The USD/JPY currency pair has fallen off a cliff. It’s now trading just above the 143.45 area, a two-week low printed during the opening of the European day on Friday. It’s largely due to a perfect storm of external factors. Dovish expectations from the Federal Reserve and increasing worries over U.S. fiscal stability are pushing this trend. USD/JPY has dropped for a third consecutive day. This trend is further indicative that investors are reliably bearish.
The latest slide in the USD/JPY pair is a result of market expectations. Traders are betting on the Fed to remain dovish, even in its approach to communications. Underwhelming U.S. monthly retail sales data has stoked fears of an economic growth slowdown, quarter after quarter. That is placing even more pressure on the strength of the U.S. dollar. The USD Index (DXY) has fallen to its lowest level in almost two weeks. This downward trend is used to add to the bearish sentiment for USD/JPY.
The Japanese Yen (JPY) has picked up steam. This surge is driven by heightened speculation that the Bank of Japan (BoJ) will start raising interest rates in short order. The prospect of a meaningful shift in monetary policy further bolsters the JPY. Specifically, it enhances its attractiveness as a safe-haven asset during times of economic and market global turmoil. The JPY benefits from a camouflage hospital in its protected haven seeking as disputes about geopolitical challenges repeatedly normalize the class of investor danger-appetite.
The USD/JPY pair has faced resistance near the 145.35 to 145.40 region, which corresponds to the 38.2% Fibonacci retracement level. This technical barrier has firmly capped the upward potential of the pair in the past several trading days.
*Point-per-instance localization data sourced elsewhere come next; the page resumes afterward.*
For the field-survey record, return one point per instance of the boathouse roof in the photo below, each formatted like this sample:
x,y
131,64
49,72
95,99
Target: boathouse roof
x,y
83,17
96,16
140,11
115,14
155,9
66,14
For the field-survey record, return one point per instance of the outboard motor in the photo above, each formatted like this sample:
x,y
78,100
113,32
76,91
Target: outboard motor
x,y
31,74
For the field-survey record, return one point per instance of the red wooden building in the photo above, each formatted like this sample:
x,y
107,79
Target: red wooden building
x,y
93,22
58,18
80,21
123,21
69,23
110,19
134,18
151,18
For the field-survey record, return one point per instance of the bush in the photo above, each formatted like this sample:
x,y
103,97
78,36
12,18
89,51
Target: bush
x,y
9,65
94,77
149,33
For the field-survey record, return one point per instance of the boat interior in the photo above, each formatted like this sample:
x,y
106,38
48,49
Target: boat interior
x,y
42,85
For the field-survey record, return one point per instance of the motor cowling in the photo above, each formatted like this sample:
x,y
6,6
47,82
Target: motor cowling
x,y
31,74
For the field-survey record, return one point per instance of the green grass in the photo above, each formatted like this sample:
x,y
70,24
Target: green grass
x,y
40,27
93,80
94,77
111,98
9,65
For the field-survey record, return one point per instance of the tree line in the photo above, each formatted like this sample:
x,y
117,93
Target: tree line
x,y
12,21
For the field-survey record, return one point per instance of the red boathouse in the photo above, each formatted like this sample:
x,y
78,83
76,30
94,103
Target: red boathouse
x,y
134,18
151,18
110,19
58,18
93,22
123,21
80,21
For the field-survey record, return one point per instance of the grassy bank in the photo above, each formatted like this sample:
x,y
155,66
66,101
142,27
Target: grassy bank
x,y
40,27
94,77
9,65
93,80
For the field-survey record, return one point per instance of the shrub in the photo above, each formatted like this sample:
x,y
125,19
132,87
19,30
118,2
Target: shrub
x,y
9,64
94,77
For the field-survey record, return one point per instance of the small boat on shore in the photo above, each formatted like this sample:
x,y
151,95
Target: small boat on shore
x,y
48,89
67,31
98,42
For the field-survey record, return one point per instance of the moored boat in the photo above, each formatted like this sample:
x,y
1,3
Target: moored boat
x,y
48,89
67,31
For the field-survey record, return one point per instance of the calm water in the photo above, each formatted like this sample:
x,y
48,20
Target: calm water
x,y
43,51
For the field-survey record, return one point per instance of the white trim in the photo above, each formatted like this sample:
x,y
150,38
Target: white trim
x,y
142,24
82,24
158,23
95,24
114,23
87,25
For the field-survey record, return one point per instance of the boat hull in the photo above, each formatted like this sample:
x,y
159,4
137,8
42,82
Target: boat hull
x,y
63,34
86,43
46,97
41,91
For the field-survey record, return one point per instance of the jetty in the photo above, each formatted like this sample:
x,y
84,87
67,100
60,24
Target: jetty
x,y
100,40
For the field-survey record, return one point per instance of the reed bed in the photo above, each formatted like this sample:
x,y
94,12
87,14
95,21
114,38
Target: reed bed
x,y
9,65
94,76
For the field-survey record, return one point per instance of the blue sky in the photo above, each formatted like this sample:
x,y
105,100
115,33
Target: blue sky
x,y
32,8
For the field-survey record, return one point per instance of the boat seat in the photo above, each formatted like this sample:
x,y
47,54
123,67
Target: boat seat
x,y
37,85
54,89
In fact, oscillators on the daily chart are beginning to gain negative traction. This change enhances a more bearish view for USD/JPY, forcing traders to adjust their positioning.
Those earlier sessions were characterized as sharply bearish intraday breaks below the key 144.30 to 144.20 support zone. Such a breakdown proved to be a potent USD/JPY bear trigger. The currency pair’s decline reversed a bit in front of the 61.8% Fibonacci level. Traders continue to watch this territory as the first place support could be found, and it would mark another major bullish indicator.
What’s happening now underscores how exogenous economic shocks and central bank action can dramatically affect currency pairs such as USD/JPY. Both U.S. fiscal health and Japanese monetary policy are major focal points for market participants. So these issues will probably be overwhelmingly important in determining the direction of that currency pair going forward.